Illegal, unregulated, and unreported (IUU) fishing remains one of the greatest threats to marine ecosystems in Africa. The Western Indian Ocean (WIO) is experiencing a remarkable depletion of marine resources and considerable environmental and economic damage due to IUU.
Marine Protected Areas (MPAs) and Locally Managed Marine Areas (LMMAs) are critical to protecting important marine habitats and species in the Western Indian Ocean (WIO). Unfortunately, illegal fishers target MPAs and LMMAs on purpose because they know the fish are more abundant in the MPAs. IUU fishing takes advantage of weak MPA management regimes, particularly where MPAs lack the capacity and resources for effective monitoring, control, and surveillance (MCS).
To restore fish stocks, protect marine and coastal ecosystems, and regenerate the ocean’s health, the WIO region aims to improve the management effectiveness of existing MPAs and LMMAs and increase their coverage to protect critical ecosystems (hence securing the integrity of these vital features of the broader seascape) while unlocking the development potential of the blue economy by securing and enhancing direct benefits to coastal communities.
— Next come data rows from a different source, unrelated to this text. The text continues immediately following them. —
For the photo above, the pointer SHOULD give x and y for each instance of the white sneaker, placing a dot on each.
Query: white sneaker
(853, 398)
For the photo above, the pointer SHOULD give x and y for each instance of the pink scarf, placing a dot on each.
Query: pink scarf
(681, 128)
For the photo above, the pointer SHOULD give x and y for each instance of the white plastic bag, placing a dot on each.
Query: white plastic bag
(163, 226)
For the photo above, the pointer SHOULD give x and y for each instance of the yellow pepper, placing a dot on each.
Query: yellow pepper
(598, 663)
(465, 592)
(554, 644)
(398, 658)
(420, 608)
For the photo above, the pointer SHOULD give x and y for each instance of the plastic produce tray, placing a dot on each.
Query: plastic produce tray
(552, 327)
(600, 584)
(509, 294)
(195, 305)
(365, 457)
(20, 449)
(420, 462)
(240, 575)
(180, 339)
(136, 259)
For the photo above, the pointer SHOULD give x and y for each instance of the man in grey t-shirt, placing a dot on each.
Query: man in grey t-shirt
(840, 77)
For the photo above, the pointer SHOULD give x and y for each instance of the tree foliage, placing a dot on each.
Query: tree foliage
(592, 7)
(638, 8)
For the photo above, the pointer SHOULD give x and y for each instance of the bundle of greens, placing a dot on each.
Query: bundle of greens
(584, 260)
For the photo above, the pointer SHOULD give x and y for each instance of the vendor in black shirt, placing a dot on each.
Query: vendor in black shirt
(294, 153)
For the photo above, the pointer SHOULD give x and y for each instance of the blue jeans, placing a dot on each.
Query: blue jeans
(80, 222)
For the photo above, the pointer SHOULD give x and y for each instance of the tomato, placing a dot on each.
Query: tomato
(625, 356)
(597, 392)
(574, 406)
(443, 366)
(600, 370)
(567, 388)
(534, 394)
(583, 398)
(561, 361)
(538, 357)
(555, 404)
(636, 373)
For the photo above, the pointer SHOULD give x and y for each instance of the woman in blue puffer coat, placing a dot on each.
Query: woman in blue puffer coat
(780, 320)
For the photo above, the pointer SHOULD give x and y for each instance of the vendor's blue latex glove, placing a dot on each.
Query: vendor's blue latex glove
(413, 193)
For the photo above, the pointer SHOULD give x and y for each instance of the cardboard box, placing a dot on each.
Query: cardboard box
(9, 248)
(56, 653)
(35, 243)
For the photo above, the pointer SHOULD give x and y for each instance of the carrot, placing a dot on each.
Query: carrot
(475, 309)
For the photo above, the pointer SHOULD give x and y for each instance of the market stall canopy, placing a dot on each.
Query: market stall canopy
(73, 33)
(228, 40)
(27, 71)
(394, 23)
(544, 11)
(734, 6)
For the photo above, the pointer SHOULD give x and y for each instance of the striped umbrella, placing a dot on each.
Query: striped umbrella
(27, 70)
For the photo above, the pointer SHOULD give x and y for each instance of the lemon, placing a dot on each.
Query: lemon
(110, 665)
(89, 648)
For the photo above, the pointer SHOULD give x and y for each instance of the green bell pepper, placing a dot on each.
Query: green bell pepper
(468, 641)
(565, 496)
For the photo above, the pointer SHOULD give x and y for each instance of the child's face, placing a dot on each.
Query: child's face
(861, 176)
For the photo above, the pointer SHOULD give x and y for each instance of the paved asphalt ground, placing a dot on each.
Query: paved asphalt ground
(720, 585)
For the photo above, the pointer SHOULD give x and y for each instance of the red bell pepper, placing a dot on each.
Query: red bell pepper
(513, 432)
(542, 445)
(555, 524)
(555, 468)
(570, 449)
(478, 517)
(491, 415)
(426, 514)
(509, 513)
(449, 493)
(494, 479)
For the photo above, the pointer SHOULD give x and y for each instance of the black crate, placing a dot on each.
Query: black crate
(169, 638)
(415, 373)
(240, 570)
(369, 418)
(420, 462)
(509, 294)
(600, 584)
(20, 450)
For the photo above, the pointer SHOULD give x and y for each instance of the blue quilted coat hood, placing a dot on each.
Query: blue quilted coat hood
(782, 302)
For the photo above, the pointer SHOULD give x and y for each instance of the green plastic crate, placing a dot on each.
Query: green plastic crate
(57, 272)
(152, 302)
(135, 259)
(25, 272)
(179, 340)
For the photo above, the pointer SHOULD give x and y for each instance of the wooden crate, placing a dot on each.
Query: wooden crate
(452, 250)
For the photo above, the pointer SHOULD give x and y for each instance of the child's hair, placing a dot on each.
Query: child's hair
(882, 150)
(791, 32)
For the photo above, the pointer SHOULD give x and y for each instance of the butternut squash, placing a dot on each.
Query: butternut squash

Addressing IUU fishing remains a critical goal to achieve this goal; however, IUU fishing, particularly in Small-scale Fisheries (SSFs), is poorly understood.
A fact-finding study on IUU fishing in WIO SSFs is being conducted as part of this project to improve understanding and regional awareness of IUU fishing in SSFs and to improve MPA management in the Western Indian Ocean region.
WIOMSA is leading the study, which is being funded by the Blue Nature Alliance as part of the Alliance’s ocean conservation work in the WIO region to improve the management effectiveness of MPAs and LMMAs, as well as to improve local livelihoods and community fisheries through biodiversity protection.
1. National Vulnerability Context Factors: Six indicators reflecting governance and macro-economics and which in simple terms establish the wider context in which fisheries, and their management, operate.
2. Fishery-level IUU Vulnerability & IUU Prevalence: A suite of 23 vulnerability indicators and 21 IUU prevalence indicators.